Qui le réalise, combien de temps il vaut, ce qu’il coûte

L’audit réglementaire relève de professionnels dont les qualifications sont encadrées, avec des exigences distinctes selon le type de bâtiment concerné. Les diagnostiqueurs certifiés pour la performance énergétique en maison individuelle peuvent en réaliser sous conditions, aux côtés d’autres professionnels qualifiés du bâtiment et de la maîtrise d’oeuvre. Les obligations générales de compétence, d’assurance et d’impartialité applicables aux auteurs de ces documents sont détaillées dans notre article sur la réglementation applicable au diagnostiqueur.
Sa durée de validité est de cinq ans. Un audit établi pour une vente qui n’aboutit pas reste donc utilisable si le bien repart sur le marché dans ce délai, à condition qu’aucun travaux n’ait modifié entre-temps la performance du logement.
Les fourchettes de marché constatées se situent le plus souvent entre 500 et 1 000 €, avec des variations liées à la surface, à la complexité du bâti et au nombre de scénarios étudiés. Les prix sont libres, ce qui rend la comparaison de plusieurs devis utile, à condition de comparer un périmètre identique.
| Prestation | Fourchette de marché constatée |
|---|---|
| Diagnostic de performance énergétique seul | 100 à 250 € |
| Audit énergétique réglementaire | 500 à 1 000 € |
| Ensemble des constats, vente maison ancienne | 300 à 700 € |
Regrouper la commande du calcul énergétique et celle de l’audit auprès d’un même professionnel, lorsque ses qualifications le permettent, réduit souvent la facture globale : une seule visite, un seul relevé, un seul déplacement. Cette mutualisation possible se négocie au moment du devis, en exigeant le détail des deux prestations ligne par ligne afin de conserver une base de comparaison avec les autres propositions.
Une visite d’audit dure plus longtemps qu’une visite classique. Le professionnel relève les caractéristiques de chaque paroi, mesure les surfaces déperditives, examine les systèmes et interroge le propriétaire sur l’historique des travaux. Fournir les factures, les attestations d’isolation et les notices d’équipement améliore directement la précision des scénarios proposés.

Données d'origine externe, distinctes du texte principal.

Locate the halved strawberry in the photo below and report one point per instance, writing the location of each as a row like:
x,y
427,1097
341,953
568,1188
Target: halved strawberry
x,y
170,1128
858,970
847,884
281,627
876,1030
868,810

Bien articuler l’audit avec le calendrier de la vente
L’erreur la plus coûteuse consiste à traiter l’audit énergétique obligatoire en dernier. Le bon enchaînement tient en quatre temps : établir le diagnostic de performance énergétique, vérifier si la classe déclenche l’obligation, commander l’audit le cas échéant, puis ouvrir les visites une fois le document disponible.
Un délai réaliste de deux à trois semaines entre la commande et la remise du rapport doit être intégré au calendrier, davantage en période de forte activité. Sur un bien situé loin des pôles urbains, comme beaucoup de propriétés du bocage, le déplacement pèse également sur la disponibilité des créneaux ; les réflexes d’organisation propres à ces biens sont développés dans notre guide du diagnostic immobilier à Bressuire et Parthenay.

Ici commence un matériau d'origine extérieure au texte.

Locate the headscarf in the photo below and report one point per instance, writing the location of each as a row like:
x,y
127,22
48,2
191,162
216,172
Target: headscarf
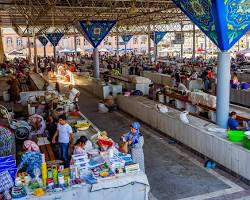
x,y
31,146
135,138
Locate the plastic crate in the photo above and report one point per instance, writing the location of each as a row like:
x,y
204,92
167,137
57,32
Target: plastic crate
x,y
236,136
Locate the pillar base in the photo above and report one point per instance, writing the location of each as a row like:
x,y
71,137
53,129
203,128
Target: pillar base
x,y
223,89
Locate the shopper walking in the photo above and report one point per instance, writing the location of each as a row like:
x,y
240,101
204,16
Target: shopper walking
x,y
65,137
135,141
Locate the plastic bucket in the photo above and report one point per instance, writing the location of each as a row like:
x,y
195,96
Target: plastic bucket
x,y
6,96
236,136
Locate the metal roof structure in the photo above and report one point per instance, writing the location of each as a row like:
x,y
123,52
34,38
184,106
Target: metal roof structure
x,y
132,16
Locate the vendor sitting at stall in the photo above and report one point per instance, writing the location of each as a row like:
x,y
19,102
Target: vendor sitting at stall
x,y
109,102
65,137
233,124
74,95
135,141
31,159
38,124
82,146
181,87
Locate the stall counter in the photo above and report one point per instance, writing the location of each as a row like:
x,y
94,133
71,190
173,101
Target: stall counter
x,y
127,187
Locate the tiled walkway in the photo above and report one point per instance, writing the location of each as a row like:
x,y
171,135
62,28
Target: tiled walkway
x,y
173,172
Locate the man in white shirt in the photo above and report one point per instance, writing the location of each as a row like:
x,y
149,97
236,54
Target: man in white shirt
x,y
65,137
73,96
181,87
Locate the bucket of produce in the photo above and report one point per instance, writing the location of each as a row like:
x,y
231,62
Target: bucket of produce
x,y
235,135
246,143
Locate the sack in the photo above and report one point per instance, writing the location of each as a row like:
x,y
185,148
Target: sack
x,y
123,147
183,117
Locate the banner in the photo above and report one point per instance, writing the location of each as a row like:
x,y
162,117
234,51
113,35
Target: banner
x,y
43,40
95,31
157,36
54,38
126,38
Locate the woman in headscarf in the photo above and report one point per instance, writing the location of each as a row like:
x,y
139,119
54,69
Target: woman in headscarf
x,y
31,159
14,89
135,142
30,146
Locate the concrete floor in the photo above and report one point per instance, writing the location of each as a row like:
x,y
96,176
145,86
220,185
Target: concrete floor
x,y
173,171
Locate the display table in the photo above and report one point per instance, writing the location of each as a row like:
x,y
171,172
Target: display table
x,y
126,83
241,97
166,80
134,186
38,80
97,87
195,135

Reste la question que se posent la plupart des vendeurs concernés : faut-il réaliser les travaux avant de vendre ? Aucune règle générale ne s’impose. Un geste ciblé qui fait gagner une classe peut modifier la position du bien au regard du calendrier locatif et élargir le cercle des acquéreurs. Une rénovation lourde entreprise sans projet d’occupation se récupère rarement en totalité dans le prix de vente. L’audit sert précisément à objectiver cet arbitrage, en donnant des ordres de grandeur plutôt que des impressions.

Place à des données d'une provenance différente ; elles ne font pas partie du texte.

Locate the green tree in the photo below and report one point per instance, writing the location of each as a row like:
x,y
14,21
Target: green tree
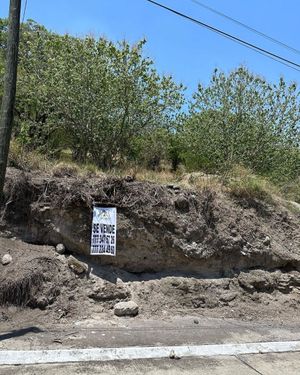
x,y
242,119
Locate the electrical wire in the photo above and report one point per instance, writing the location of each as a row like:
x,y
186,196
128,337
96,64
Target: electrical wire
x,y
24,11
282,44
255,48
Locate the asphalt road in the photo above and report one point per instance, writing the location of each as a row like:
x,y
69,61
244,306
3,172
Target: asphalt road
x,y
266,364
138,332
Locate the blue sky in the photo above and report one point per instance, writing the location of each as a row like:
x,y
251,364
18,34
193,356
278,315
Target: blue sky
x,y
178,47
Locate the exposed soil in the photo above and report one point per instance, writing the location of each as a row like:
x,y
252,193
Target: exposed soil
x,y
178,251
40,280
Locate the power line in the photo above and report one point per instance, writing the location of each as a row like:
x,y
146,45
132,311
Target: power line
x,y
255,48
282,44
24,11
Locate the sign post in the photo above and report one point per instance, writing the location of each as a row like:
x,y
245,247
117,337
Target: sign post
x,y
104,231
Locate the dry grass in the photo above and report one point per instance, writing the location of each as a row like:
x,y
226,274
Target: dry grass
x,y
239,182
242,183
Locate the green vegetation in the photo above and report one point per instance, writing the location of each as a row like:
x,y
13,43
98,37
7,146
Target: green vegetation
x,y
104,106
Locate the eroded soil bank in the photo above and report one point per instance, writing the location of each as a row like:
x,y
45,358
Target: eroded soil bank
x,y
178,251
160,228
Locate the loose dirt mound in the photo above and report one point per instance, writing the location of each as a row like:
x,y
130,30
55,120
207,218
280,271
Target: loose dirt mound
x,y
40,279
160,228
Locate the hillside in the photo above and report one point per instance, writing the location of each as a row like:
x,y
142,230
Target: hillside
x,y
178,249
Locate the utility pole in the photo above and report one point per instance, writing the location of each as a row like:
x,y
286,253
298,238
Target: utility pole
x,y
9,92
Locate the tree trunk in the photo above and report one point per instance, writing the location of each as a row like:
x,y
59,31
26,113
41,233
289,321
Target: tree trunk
x,y
9,92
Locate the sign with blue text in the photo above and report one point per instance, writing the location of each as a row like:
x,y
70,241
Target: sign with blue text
x,y
104,231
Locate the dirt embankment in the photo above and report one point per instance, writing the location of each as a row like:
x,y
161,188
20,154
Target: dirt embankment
x,y
160,228
177,251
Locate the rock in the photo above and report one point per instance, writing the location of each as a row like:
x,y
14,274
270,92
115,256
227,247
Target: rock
x,y
60,248
129,308
173,355
109,292
76,265
182,204
228,297
6,259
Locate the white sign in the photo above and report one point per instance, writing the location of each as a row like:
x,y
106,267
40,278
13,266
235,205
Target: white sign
x,y
104,231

Un dernier point mérite attention : l’audit ne vaut pas maîtrise d’oeuvre. Il ne remplace ni les études techniques préalables, ni les devis d’entreprises, ni le suivi de chantier. Il oriente, il chiffre en ordre de grandeur, il hiérarchise. Le passage à l’acte suppose ensuite des professionnels du bâtiment et des devis détaillés.
Ces informations ont une portée générale. Une situation particulière se tranche au vu des textes en vigueur, des informations publiées par l’ADEME et de l’avis d’un professionnel certifié.